Like many successful entrepreneurs, Mansueto and Phillips had a good idea, great timing, and a little luck. In the mid-1980s America’s interest in mutual funds was taking off, creating in a short time perhaps the biggest shift of personal financial resources in American history.
Don Phillips offers still another reason for the popularity of mutual funds: consumerism. “The mutual fund industry takes saving, something our generation of Americans has been pretty bad at in recent years, and dresses it as the one thing we have a real genius for: spending,” says Phillips. “The one thing our generation needs to do more is save, and funds make it easy to do so. Unlike stocks, mutual funds are sold in flat dollar amounts. . . . Investors get statements each month which show their account balances, and they get brand names.” These days many funds are marketed in much the same way as resorts and cars are, with ads touting good “performance” and with slick brochures showing active, attractive young models enjoying the good life. The Fidelity group, parent of 156 funds, recently launched Worth, a handsome magazine that presents sophisticated financial advice in a layout and prose style resembling a popular life-style magazine. Ads for Italian clothes are sandwiched in between those for mutual fund families. The effect is something like a GQ for money. Selected Funds, a Chicago-based group of funds, runs ads in Gourmet and on WFMT, offering its services for people who’d rather invest money than time. It’s practically an invitation to buy on impulse.

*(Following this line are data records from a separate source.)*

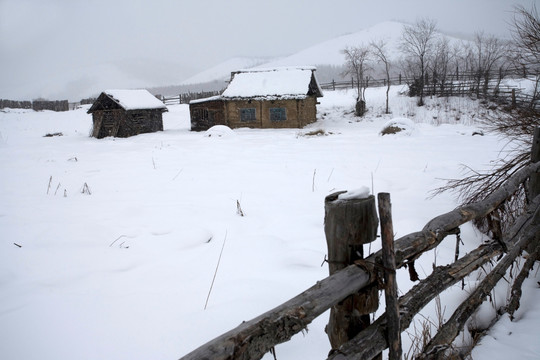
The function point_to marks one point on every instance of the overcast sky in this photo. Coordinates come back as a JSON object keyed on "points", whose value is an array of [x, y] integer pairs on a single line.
{"points": [[63, 48]]}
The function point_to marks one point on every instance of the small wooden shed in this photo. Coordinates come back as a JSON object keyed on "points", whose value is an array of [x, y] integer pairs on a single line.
{"points": [[124, 113], [261, 98]]}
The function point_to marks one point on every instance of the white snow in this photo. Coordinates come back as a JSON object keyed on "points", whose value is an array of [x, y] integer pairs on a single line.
{"points": [[405, 125], [283, 82], [360, 193], [222, 71], [135, 99], [119, 238]]}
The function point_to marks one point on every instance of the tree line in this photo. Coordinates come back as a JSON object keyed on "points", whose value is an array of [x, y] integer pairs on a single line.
{"points": [[432, 62]]}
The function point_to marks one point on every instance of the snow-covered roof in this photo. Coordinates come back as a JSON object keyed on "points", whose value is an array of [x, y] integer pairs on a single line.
{"points": [[286, 82], [135, 99]]}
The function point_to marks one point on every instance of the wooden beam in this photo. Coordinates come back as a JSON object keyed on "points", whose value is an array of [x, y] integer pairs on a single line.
{"points": [[373, 340], [252, 339], [390, 283]]}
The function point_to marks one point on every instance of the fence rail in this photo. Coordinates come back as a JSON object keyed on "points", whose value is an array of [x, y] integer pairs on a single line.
{"points": [[455, 84], [254, 338], [37, 105]]}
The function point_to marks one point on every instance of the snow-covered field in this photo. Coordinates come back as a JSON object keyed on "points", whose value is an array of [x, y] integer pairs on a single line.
{"points": [[109, 247]]}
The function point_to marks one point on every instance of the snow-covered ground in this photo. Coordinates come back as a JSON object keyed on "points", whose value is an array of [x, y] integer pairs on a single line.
{"points": [[109, 247]]}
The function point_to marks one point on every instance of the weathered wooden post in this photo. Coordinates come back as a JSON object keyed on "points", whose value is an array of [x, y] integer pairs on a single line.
{"points": [[390, 283], [350, 221], [534, 180]]}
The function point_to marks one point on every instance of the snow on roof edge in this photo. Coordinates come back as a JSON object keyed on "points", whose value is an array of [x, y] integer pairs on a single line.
{"points": [[135, 99]]}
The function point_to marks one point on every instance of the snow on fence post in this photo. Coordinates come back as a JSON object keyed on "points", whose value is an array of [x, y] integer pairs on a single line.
{"points": [[350, 221], [390, 284], [534, 180]]}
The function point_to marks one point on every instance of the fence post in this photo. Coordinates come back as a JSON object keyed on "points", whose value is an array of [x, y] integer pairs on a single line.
{"points": [[534, 180], [390, 289], [350, 222]]}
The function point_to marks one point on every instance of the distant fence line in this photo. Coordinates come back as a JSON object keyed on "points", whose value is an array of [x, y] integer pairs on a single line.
{"points": [[37, 105], [185, 98], [458, 83]]}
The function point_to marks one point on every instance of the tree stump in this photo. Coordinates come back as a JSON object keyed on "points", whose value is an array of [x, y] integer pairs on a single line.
{"points": [[534, 180], [350, 222], [360, 108]]}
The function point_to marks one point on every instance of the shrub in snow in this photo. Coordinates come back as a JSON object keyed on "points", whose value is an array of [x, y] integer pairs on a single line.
{"points": [[397, 125], [219, 131]]}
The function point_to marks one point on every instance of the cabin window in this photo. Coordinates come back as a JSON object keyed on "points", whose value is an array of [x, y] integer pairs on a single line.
{"points": [[278, 114], [247, 114]]}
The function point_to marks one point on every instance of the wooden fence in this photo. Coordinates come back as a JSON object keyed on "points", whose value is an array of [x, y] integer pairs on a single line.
{"points": [[37, 105], [252, 339], [457, 84]]}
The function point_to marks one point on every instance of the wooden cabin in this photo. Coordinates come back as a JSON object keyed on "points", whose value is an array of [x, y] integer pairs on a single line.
{"points": [[266, 98], [124, 113]]}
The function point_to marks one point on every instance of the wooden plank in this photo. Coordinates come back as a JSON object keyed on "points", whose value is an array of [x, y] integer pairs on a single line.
{"points": [[390, 289], [348, 225], [373, 340], [254, 338], [534, 181]]}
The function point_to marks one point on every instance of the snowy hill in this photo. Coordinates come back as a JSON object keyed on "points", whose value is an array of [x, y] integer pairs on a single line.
{"points": [[108, 247], [329, 52], [326, 56], [223, 70]]}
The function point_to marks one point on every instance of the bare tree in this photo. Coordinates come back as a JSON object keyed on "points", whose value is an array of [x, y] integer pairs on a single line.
{"points": [[526, 36], [380, 52], [417, 43], [357, 65], [489, 53], [441, 63], [516, 127]]}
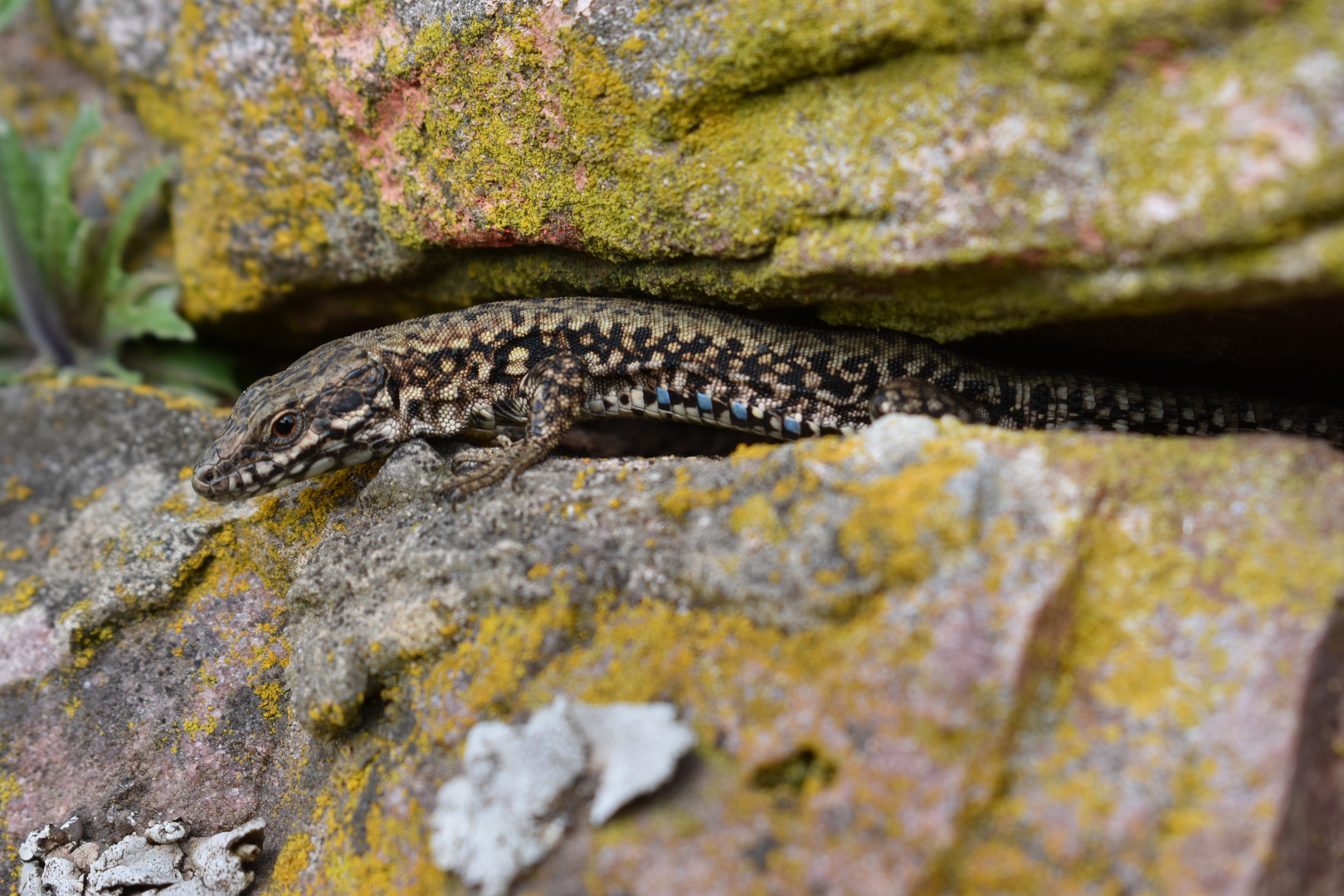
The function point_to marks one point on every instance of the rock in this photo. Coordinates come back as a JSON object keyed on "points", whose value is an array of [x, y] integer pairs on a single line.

There was information on funds available before Morningstar came along, but it was scattered and comparatively superficial. One can learn a great deal about funds from the periodic reports and prospectuses they are required to publish, but to get those publications one must request them individually or already own the funds. Consumer investment magazines like Money have long recommended and profiled funds, but only sketchily as part of periodic surveys of top performing funds. Probably the best one-stop source for information was the Guide to No-Load Mutual Funds, published by an investor-run organization, the American Association of Individual Investors (AAII), but it does not cover load funds, appears only annually, is less detailed and less comprehensive than Morningstar, and until recently did not have an independent data base against which to measure funds’ claims about their performance and risk levels. In October of 1991 Kiplinger’s Personal Finance magazine rated the AAII’s guide as the best low-cost guide for average investors, but in doing so it put MMF in a class by itself. AAII’s publications now reflect revisions inspired by Morningstar.